The project is definitely inspiring, we just hope the bride doesn’t get caught in a torrential downpour on her wedding day.

Acoustic Fabrics

For the past decade, MIT’s Research Lab of Electronics has been working to develop fabrics that can interact with their environment. Yoel Fink, associate professor of materials science and principal investigator at the lab, and his team have succeeded in producing fibers that can detect and produce sound, and these fibers, theoretically, can be woven together to produce acoustic fabrics.

The possibilities of such technology are as of yet, not fully defined, and in truth, the technology itself is still in the experimental stage and not completely stable or ready for wear. The fibers are difficult to work with and, although they do produce audible sounds, are still very fragile and their sonic vibrations are quite faint. Still, Fink and his team have laid down the groundwork, and following the publication of their research in August, it’s possible that development along this front could increase exponentially.
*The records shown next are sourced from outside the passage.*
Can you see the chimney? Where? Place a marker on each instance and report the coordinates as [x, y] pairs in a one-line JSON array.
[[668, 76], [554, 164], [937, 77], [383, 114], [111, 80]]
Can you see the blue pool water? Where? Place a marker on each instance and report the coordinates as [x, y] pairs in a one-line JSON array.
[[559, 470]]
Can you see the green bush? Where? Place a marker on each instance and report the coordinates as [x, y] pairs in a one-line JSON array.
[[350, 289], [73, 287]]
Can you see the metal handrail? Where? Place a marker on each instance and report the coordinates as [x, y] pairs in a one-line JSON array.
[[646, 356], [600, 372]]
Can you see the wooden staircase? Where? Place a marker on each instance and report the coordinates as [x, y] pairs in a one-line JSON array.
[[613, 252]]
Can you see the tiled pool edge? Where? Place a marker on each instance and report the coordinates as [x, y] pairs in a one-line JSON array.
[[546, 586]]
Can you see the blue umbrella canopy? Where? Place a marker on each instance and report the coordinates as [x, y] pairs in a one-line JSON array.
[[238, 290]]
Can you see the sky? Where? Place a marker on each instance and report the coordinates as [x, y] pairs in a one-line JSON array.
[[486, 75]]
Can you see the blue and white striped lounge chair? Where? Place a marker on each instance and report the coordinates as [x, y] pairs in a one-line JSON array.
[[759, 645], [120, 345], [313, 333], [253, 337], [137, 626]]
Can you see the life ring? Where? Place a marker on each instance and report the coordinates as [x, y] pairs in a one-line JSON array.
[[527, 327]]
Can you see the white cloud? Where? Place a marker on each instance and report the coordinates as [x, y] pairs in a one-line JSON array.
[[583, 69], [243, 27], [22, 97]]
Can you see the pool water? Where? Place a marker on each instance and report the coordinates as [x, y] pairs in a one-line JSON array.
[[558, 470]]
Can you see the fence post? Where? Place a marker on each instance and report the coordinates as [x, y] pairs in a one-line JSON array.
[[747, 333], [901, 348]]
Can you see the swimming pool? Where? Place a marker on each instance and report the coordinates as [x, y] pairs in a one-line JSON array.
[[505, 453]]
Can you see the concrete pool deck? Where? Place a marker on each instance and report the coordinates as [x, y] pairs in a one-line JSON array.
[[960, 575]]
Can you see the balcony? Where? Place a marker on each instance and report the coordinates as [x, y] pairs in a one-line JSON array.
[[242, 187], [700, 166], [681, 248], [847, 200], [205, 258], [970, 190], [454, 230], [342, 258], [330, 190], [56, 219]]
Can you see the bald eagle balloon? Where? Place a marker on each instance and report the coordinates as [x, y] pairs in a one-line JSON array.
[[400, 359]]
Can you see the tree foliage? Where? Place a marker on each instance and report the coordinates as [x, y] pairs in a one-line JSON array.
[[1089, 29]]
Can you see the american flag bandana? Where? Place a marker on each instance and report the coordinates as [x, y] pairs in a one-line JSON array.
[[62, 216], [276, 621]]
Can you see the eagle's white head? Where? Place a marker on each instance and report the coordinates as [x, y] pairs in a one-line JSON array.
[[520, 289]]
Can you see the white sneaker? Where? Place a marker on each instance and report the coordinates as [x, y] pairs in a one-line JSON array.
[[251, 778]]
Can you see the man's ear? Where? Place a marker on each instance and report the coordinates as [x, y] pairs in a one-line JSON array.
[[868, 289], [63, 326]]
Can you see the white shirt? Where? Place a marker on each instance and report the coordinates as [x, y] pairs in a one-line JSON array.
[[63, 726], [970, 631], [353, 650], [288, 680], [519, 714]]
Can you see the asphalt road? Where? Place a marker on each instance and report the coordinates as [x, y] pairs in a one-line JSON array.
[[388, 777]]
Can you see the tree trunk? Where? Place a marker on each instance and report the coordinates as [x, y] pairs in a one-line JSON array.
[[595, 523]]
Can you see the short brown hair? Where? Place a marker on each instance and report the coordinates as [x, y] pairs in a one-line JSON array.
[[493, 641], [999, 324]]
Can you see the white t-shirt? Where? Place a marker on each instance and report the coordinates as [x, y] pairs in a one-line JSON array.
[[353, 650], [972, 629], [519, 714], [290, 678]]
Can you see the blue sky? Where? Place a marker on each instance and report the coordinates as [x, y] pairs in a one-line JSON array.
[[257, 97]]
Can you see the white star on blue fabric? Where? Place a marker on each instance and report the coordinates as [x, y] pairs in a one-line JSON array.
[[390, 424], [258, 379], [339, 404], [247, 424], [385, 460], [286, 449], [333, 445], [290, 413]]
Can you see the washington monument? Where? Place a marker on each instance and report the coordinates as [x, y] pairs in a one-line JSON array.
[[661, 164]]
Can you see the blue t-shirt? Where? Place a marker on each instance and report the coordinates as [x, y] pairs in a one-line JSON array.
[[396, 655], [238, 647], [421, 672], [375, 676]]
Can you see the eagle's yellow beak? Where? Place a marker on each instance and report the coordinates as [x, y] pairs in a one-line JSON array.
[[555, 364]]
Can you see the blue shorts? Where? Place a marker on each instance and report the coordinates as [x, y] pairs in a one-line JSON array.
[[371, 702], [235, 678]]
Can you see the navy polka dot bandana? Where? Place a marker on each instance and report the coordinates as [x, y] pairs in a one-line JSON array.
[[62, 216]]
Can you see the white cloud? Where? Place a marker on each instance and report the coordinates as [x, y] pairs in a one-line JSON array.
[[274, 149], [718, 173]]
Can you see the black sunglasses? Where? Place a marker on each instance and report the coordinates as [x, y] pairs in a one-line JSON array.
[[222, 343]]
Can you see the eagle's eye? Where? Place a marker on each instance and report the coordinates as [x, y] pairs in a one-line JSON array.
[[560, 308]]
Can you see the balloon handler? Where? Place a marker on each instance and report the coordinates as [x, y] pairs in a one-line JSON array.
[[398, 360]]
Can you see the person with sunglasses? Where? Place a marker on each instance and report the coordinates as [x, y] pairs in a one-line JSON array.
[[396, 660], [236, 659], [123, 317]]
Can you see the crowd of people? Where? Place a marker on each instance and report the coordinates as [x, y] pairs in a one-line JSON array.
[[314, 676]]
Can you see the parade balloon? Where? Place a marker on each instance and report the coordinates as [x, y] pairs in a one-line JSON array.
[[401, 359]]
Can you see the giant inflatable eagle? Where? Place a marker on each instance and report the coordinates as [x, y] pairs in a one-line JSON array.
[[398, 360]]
So, the question remains, what would acoustic fabrics be used for? “Applications could include clothes that are themselves sensitive microphones, for capturing speech or monitoring bodily functions, and tiny filaments that could measure blood flow in capillaries or pressure in the brain.”

Although these materials are still a long way off from being available as garments in your local department store, they are, in some respects, indicators of the future of fashion. Scientists and fashion designers alike are innovating new materials out of a desire to address pressing societal needs — such as a quest for more ecological and sustainable fabrics — and it’s creations like these that will define the fabric of our future.